Falta um personagem na história. Bárbara e Érica são as mulheres da vida dele; Marcos, o padrasto; Rodnei, o melhor amigo. Cadê o pai do craque corintiano? Seu José Paulo Bezerra Maciel deixou a família quando o jogador estava nas fraldas. Apareceu algumas poucas vezes, ligou outras, mas desde 2010, desaparecera. Hoje, é motorista aposentado e mora em Pesqueira, no agreste pernambucano. Em outubro do ano passado, reapareceu nos Aflitos, no jogo Corinthians e Náutico. O reencontro foi armado e flagrado pela tevê. Paulinho envergou e chorou.

Hoje, diz que não guarda mágoa, mas afirma que os dois seguiram caminhos diferentes. Após o reencontro, ligou para o padrasto, preocupado com o impacto das imagens da tevê.

Contrariedade.

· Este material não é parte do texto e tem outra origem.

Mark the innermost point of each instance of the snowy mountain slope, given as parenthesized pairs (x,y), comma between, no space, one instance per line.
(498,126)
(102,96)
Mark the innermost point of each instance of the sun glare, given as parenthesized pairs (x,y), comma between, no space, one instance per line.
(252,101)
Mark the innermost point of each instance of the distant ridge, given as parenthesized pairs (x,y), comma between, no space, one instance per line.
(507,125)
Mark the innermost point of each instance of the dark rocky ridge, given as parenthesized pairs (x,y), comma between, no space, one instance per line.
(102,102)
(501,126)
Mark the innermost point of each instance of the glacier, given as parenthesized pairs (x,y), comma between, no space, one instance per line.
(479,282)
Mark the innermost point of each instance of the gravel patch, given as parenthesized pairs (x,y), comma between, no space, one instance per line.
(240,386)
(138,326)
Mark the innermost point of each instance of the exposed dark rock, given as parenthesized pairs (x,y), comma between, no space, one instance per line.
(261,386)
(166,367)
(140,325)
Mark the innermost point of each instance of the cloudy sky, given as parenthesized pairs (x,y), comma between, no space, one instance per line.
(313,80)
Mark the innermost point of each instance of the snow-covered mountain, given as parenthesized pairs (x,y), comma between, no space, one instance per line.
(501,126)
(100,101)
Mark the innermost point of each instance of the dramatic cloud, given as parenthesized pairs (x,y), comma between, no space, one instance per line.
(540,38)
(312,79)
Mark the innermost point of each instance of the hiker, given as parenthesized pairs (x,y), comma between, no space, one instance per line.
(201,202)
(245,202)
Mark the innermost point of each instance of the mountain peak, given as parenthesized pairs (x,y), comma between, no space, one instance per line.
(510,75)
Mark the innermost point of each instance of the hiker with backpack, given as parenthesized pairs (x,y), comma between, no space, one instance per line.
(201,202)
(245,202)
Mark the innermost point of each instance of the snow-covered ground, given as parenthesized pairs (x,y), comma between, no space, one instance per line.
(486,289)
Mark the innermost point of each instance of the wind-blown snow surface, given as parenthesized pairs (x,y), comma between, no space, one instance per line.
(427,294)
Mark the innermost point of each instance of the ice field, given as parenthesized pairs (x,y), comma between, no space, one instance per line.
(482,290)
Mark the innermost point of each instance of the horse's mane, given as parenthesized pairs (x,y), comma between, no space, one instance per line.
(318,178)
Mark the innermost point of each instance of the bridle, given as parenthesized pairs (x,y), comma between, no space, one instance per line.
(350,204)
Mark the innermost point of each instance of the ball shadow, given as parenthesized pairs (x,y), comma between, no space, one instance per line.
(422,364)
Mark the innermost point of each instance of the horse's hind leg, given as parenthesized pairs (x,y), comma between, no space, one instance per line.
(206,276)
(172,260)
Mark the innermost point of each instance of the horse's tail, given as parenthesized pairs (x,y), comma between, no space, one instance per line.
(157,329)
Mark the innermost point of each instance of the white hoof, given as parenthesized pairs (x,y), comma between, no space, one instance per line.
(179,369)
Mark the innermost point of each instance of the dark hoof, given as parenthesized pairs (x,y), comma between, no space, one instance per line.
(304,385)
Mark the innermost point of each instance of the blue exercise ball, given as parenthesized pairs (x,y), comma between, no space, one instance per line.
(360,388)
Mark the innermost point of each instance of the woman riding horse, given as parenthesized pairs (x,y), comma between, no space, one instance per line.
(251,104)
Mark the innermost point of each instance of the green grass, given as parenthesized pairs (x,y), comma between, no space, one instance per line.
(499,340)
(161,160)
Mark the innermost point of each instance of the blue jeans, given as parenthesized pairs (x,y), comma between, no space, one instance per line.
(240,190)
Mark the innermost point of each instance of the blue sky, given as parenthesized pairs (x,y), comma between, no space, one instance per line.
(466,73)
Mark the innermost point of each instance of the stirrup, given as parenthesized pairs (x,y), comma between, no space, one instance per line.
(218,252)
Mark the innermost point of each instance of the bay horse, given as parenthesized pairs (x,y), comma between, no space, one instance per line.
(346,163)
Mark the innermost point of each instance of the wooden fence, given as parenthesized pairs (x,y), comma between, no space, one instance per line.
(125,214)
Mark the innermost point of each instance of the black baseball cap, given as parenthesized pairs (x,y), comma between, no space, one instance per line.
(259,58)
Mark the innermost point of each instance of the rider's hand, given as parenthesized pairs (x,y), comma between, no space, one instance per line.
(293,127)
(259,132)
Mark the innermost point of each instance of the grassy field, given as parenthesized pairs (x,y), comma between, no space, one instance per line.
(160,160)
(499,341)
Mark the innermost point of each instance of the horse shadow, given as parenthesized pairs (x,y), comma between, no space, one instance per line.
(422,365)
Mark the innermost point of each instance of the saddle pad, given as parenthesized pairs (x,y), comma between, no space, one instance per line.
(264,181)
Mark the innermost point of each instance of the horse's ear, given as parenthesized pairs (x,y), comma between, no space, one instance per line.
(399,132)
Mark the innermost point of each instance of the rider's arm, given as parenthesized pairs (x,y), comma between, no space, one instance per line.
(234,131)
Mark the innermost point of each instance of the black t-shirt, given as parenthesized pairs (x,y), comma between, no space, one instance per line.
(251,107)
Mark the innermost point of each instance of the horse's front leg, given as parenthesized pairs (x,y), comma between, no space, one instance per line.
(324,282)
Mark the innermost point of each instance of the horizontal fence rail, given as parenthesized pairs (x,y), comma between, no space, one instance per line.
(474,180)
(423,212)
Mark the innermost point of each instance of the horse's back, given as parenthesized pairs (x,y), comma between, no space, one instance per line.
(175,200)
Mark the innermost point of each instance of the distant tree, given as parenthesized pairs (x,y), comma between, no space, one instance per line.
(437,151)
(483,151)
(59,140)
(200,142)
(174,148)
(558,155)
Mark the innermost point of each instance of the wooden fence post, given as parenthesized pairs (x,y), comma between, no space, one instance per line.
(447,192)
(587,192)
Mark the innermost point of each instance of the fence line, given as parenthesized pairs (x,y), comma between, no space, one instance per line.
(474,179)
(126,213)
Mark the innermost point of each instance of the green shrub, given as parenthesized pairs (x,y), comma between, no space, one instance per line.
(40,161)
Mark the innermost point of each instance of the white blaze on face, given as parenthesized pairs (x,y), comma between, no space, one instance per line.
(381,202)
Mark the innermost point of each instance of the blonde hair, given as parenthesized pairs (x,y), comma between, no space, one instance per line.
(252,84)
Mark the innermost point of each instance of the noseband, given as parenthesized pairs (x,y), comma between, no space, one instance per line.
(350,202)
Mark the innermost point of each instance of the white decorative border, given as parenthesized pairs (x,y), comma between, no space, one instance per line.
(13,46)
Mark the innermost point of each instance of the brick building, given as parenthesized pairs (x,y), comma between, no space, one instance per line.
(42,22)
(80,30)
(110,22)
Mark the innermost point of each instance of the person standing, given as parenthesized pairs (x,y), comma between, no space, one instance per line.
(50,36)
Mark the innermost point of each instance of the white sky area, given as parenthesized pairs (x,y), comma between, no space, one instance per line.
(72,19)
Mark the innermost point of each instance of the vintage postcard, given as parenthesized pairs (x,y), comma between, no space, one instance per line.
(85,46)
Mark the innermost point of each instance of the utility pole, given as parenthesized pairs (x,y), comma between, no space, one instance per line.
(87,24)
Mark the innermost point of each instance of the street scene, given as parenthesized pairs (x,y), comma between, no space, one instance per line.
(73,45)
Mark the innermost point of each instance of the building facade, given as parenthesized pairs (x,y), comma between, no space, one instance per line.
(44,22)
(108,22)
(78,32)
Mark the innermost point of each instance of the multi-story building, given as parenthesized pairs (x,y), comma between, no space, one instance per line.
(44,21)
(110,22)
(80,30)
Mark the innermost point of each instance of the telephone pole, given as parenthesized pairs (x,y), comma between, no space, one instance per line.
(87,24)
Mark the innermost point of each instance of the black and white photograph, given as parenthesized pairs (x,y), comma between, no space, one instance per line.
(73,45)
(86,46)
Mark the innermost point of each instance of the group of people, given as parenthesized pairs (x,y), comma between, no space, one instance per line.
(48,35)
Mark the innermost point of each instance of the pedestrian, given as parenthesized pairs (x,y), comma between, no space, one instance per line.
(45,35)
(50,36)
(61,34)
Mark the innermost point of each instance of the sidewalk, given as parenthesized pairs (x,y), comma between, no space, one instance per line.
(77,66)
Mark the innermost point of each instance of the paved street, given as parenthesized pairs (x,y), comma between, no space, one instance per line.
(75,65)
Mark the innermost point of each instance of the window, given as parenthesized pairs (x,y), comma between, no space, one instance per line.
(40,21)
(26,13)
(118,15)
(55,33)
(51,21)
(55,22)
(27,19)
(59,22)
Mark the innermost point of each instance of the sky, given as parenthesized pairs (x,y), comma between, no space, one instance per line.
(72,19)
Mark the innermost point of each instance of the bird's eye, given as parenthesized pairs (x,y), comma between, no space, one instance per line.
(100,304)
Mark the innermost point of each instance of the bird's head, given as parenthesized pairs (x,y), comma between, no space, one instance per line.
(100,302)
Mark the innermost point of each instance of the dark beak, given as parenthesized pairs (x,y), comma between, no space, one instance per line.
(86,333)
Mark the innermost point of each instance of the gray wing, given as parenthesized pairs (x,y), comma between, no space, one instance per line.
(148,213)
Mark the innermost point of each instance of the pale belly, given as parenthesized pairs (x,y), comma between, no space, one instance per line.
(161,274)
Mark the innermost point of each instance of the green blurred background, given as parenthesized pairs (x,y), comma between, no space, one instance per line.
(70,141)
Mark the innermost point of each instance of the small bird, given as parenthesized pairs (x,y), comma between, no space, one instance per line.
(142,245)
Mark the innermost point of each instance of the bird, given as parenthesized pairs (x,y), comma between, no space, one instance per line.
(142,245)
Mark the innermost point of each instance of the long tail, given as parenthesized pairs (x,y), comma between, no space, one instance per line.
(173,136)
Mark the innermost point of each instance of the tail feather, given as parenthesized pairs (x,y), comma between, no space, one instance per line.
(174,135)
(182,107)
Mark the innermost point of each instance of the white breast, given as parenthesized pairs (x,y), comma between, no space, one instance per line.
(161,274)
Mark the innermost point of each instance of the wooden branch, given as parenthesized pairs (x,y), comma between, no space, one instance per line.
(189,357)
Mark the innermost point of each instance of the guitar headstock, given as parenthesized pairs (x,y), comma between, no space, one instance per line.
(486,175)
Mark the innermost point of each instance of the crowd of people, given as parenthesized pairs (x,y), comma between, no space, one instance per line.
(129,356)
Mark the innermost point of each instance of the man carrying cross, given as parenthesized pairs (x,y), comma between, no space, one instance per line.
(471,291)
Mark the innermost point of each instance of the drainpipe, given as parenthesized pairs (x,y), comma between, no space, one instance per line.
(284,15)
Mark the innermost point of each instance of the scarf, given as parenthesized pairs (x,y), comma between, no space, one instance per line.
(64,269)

Paulinho é teimoso e não admite ser contrariado. Os pais contam que dava pitis homéricos e adorava jogar as roupas pela janela quando sua vontade não era feita, quase sempre um pedido para jogar futebol sabe-se lá onde. Baixou a bola quando ganhou uma surra da mãe em que foi arrastado pelos cabelos lisos pela casa.

A teimosia também entra em campo, como conta Sérgio Roberto da Silva, seu treinador no Audax, antes e depois de sua passagem pelo leste europeu. Paulinho era lateral direito, mas queria migrar para o meio. O técnico explicou que ele poderia chegar à seleção naquela posição. O atleta ouviu de cabeça baixa e respondeu no final. "Professor, quero jogar de volante".

Serginho mudou o esquema para encaixar o jogador. Ele tinha de marcar, mas teria liberdade para atacar. Foi aí que nasceu o estilo que o consagrou no Corinthians, soterrando a lembrança de Jucilei e Elias. "Ele é uma referência", diz o são-paulino Ney Franco.

Na opinião de Biro-Biro, lendário volante dos anos 80, essa história não é nova. "Eu e o Paulinho temos estilos parecidos. A diferença é que eu caía pelas pontas", diz o ex-camisa 5, que, em poucos mais de 600 jogos, fez 78 gols. Hoje, Paulinho tem 63 tentos em 318 jogos.

Essa versatilidade chamou a atenção dos técnicos da seleção, primeiro Mano e depois Felipão. Já foram 11 convocações e três gols, o último salvou a equipe contra a Inglaterra. "Em 2007, eu já dizia que ele chegaria à seleção", orgulha-se Marcos.

Essa versatilidade chamou a atenção dos técnicos europeus, principalmente da Inter de Milão e depois do Monaco. Dificilmente, o Corinthians vai conseguir segurá-lo. Os italianos chegaram perto da sua multa de 20 milhões (R$ 56 milhões). Se fechar, vai voltar à Europa para acertar as contas com o passado, mas agora com saldo positivo.

De acordo com um levantamento da Nike, a camisa 8 que usa no Corinthians era a mais vendida no final de 2012 (o estudo não considera o impacto da contratação de Alexandre Pato). "Ele é a materialização do sonho de cada menino", diz Thiago Scuro, do Audax.

Paulinho é teimoso, mas otimista, daqueles que veem a metade cheia dos copos. Questionado pela reportagem do Estado sobre uma lembrança da infância, não envergou falando da janela sem vista para a rua. "Empinar pipa", disse, objetivo como seu jogo. É isso aí: voa, Paulinho.